Certaines critiques pointent également les torts que cela engendrerait pour l’image de l’Indonésie en tant qu’état tolérant et séculier où les exemples d’ébriété publique parmi la population locale sont quasi inexistants et où le conservatisme islamique continue à rogner les libertés individuelles.

En 2015, le Ministère du Commerce avait exempté Bali de la régulation sur les superettes après les plaintes des vendeurs dont les revenus dépendent des touristes y achetant de la bière. Les amateurs de bière chinois et australiens représentent à eux seuls presque la moitié des 3,4 millions de visiteurs étrangers à Bali l’année dernière. Ceux en provenance du Moyen-Orient, buveurs ou non, atteignaient à peine les 19 000.

Les ventes de bière en Indonésie ont doublé ces dix dernières années avec le nombre croissant de touristes et une classe moyenne bourgeonnante. Mais ces chiffres restent minuscules en comparaison des pays voisins. D’après les derniers chiffres de l’Organisation Mondiale de la Santé (OMS), les Indonésiens consomment 0,6 litre d’alcool par an et par habitant, le plus bas dans la région après le Laos (7,3), la Thaïlande (7,1), le Vietnam (6,6), le Cambodge (5,5) et les Philippines (5,4).

Deux lois sont actuellement bloquées au Parlement.
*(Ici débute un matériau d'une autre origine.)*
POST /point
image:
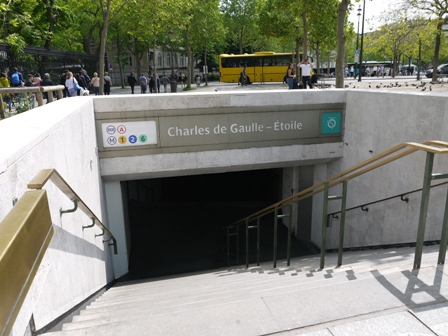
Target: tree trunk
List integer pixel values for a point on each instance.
(51, 16)
(340, 35)
(138, 65)
(154, 63)
(106, 13)
(305, 35)
(436, 52)
(190, 58)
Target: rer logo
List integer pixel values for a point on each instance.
(331, 123)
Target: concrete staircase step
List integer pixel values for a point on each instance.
(260, 300)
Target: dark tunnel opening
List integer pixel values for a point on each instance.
(177, 223)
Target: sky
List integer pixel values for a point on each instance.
(373, 10)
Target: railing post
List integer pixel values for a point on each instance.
(238, 245)
(40, 100)
(288, 252)
(444, 238)
(275, 235)
(342, 222)
(247, 243)
(324, 226)
(228, 247)
(2, 109)
(423, 209)
(258, 241)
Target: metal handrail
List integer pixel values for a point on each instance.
(388, 156)
(35, 89)
(387, 199)
(51, 174)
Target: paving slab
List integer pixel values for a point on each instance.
(435, 316)
(398, 324)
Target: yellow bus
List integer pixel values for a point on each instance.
(261, 67)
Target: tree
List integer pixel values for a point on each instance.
(341, 39)
(239, 18)
(109, 11)
(207, 29)
(437, 9)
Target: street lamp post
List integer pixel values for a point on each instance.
(362, 40)
(173, 82)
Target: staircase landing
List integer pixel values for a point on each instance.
(375, 292)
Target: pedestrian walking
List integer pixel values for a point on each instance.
(132, 81)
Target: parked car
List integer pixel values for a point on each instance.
(442, 69)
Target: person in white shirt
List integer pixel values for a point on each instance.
(306, 67)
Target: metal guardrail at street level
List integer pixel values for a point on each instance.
(25, 234)
(38, 90)
(395, 153)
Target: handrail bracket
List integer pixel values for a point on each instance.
(75, 207)
(91, 225)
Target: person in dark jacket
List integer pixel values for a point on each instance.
(152, 84)
(46, 82)
(132, 81)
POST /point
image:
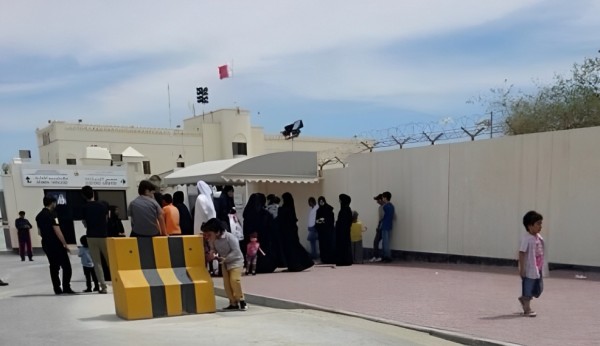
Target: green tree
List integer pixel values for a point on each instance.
(567, 103)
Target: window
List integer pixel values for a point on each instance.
(239, 149)
(116, 159)
(146, 165)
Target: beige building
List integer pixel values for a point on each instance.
(223, 134)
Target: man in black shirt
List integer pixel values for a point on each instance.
(95, 220)
(55, 246)
(23, 226)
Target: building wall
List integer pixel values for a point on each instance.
(29, 199)
(469, 198)
(202, 138)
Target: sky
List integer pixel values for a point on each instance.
(345, 67)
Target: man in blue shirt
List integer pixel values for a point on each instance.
(387, 223)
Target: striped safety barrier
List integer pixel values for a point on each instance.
(160, 276)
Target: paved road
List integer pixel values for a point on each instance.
(31, 315)
(473, 300)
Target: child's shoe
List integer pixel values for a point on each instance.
(232, 307)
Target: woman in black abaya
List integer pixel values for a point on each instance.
(296, 256)
(343, 245)
(326, 230)
(257, 219)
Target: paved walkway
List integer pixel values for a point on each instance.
(478, 301)
(31, 314)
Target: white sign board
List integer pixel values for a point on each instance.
(73, 177)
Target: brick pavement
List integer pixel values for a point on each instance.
(476, 300)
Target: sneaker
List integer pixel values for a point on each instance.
(232, 307)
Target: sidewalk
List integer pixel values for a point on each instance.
(32, 314)
(478, 303)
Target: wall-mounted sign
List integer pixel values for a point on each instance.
(47, 177)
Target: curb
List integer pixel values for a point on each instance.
(278, 303)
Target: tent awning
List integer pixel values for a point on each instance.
(281, 167)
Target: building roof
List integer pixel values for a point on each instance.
(97, 153)
(280, 167)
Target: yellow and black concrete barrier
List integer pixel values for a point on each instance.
(160, 276)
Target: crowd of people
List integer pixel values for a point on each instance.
(266, 240)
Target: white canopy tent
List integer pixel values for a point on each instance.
(280, 167)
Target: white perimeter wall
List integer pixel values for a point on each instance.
(469, 198)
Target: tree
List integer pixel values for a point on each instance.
(567, 103)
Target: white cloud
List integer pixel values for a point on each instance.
(303, 50)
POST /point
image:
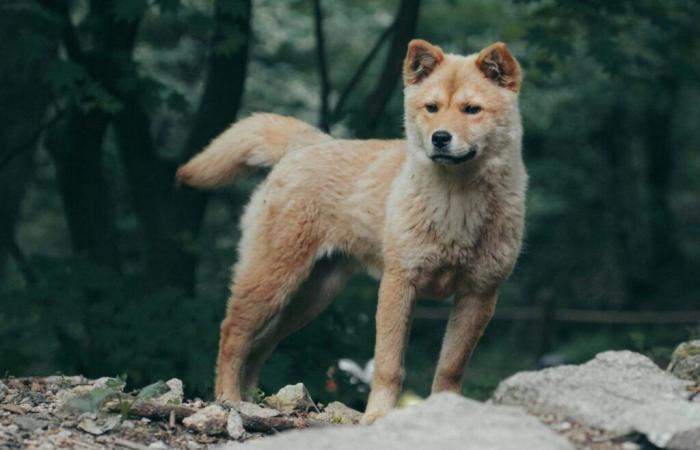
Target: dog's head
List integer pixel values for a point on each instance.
(460, 109)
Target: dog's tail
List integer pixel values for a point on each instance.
(260, 140)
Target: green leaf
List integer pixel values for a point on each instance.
(153, 390)
(92, 401)
(130, 10)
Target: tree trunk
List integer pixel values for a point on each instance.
(172, 217)
(660, 161)
(405, 27)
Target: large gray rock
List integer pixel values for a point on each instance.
(597, 393)
(685, 361)
(444, 421)
(671, 425)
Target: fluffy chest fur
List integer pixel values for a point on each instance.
(452, 234)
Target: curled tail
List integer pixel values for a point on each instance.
(260, 140)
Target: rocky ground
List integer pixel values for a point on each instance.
(618, 400)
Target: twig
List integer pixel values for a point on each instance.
(156, 411)
(129, 444)
(324, 119)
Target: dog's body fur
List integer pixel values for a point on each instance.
(424, 228)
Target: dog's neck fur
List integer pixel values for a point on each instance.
(453, 202)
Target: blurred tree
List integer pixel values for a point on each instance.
(99, 85)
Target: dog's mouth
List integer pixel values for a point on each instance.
(451, 160)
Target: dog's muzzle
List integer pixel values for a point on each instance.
(452, 159)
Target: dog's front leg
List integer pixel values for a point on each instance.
(469, 317)
(396, 299)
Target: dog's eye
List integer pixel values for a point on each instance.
(472, 109)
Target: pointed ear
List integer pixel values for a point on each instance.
(421, 59)
(498, 64)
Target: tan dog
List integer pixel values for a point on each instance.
(436, 215)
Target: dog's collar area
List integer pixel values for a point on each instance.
(443, 158)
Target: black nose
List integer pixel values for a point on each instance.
(441, 139)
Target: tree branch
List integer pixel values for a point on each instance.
(322, 64)
(338, 111)
(406, 21)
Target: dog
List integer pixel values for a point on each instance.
(438, 214)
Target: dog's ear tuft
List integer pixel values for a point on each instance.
(498, 64)
(421, 59)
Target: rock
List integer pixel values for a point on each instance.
(444, 421)
(234, 425)
(337, 412)
(64, 396)
(596, 394)
(290, 398)
(29, 423)
(209, 420)
(685, 361)
(251, 409)
(671, 425)
(175, 394)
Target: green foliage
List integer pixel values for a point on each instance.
(130, 10)
(153, 390)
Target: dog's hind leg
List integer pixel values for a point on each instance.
(272, 266)
(327, 278)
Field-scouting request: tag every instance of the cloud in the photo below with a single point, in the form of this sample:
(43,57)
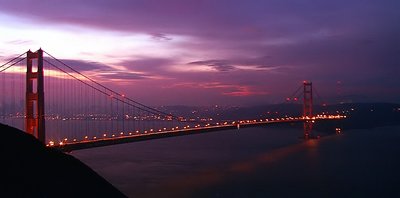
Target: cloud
(264,45)
(225,89)
(160,37)
(219,65)
(123,76)
(81,65)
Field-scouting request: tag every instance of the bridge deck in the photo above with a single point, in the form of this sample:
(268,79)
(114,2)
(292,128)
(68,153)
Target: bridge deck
(157,135)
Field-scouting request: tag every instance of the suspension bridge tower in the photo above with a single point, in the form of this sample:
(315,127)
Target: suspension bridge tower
(307,108)
(34,101)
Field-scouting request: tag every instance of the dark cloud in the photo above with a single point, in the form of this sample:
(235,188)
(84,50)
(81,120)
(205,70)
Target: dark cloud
(219,65)
(123,76)
(160,37)
(81,65)
(355,41)
(147,64)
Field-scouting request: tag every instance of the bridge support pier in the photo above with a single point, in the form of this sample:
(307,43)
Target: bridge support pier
(34,99)
(307,108)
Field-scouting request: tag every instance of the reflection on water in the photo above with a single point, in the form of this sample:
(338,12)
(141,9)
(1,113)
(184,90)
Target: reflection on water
(192,160)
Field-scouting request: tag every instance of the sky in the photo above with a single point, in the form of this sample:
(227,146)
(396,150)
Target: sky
(225,52)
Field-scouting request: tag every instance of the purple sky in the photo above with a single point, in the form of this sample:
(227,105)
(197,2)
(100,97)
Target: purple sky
(205,52)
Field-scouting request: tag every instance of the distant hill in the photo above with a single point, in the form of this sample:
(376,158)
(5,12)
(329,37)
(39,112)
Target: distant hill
(29,169)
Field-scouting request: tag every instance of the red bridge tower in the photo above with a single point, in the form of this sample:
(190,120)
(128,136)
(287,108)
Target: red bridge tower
(34,103)
(307,108)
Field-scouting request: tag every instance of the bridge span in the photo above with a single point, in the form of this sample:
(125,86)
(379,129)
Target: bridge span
(198,129)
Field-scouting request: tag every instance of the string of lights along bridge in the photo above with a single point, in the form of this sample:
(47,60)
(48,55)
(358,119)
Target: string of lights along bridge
(62,107)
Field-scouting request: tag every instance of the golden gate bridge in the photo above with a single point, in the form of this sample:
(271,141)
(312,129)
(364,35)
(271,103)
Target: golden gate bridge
(67,109)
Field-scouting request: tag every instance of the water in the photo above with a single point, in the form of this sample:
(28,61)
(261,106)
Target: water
(254,162)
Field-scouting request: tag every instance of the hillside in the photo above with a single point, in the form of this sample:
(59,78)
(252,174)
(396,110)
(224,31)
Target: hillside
(29,169)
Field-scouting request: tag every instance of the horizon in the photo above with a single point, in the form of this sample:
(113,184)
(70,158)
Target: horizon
(217,53)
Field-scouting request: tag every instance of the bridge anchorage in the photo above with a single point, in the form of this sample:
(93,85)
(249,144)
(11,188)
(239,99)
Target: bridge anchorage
(69,110)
Une initiée par le Ministère du Commerce sur la réglementation de l’alcool et une autre soutenue par trois partis, dont deux islamiques, sur la prohibition totale de l’alcool.

Seuls 30% des membres des comités travaillant sur ces lois sont apparemment en faveur d’une interdiction totale au moment même où le gouvernement a quadruplé son budget de promotion pour le tourisme dans le but d’attirer quelques 12 milliards de dollars de devises étrangères.

Les politiciens expérimentés ne pensent pas qu’un interdit total soit jamais appliqué, mais la possibilité demeure puisque des mesures aussi restrictives ont dans le passé été soutenues par des partis non extrémistes afin de s’attirer les faveurs des leaders religieux.

Ce n’est certainement pas une coïncidence si Java-Ouest est en tête avec 62 réglementations locales bannissant totalement ou partiellement l’alcool, devant Kalimantan-Sud (37), Java-Est (30) et Lampung (17).

Comme avec la fameuse loi antipornographie de 2008, les deux partis inspirés par la Charia et soutenant la loi pour une interdiction totale de l’alcool, le PPP et le PKS, insistent sur le fait que la santé publique reste leur motivation première.

Si tel est effectivement le cas, ils ont fait bien peu contre la cigarette, qui tue 400 000 Indonésiens tous les ans dans un pays où 67% des hommes sont fumeurs.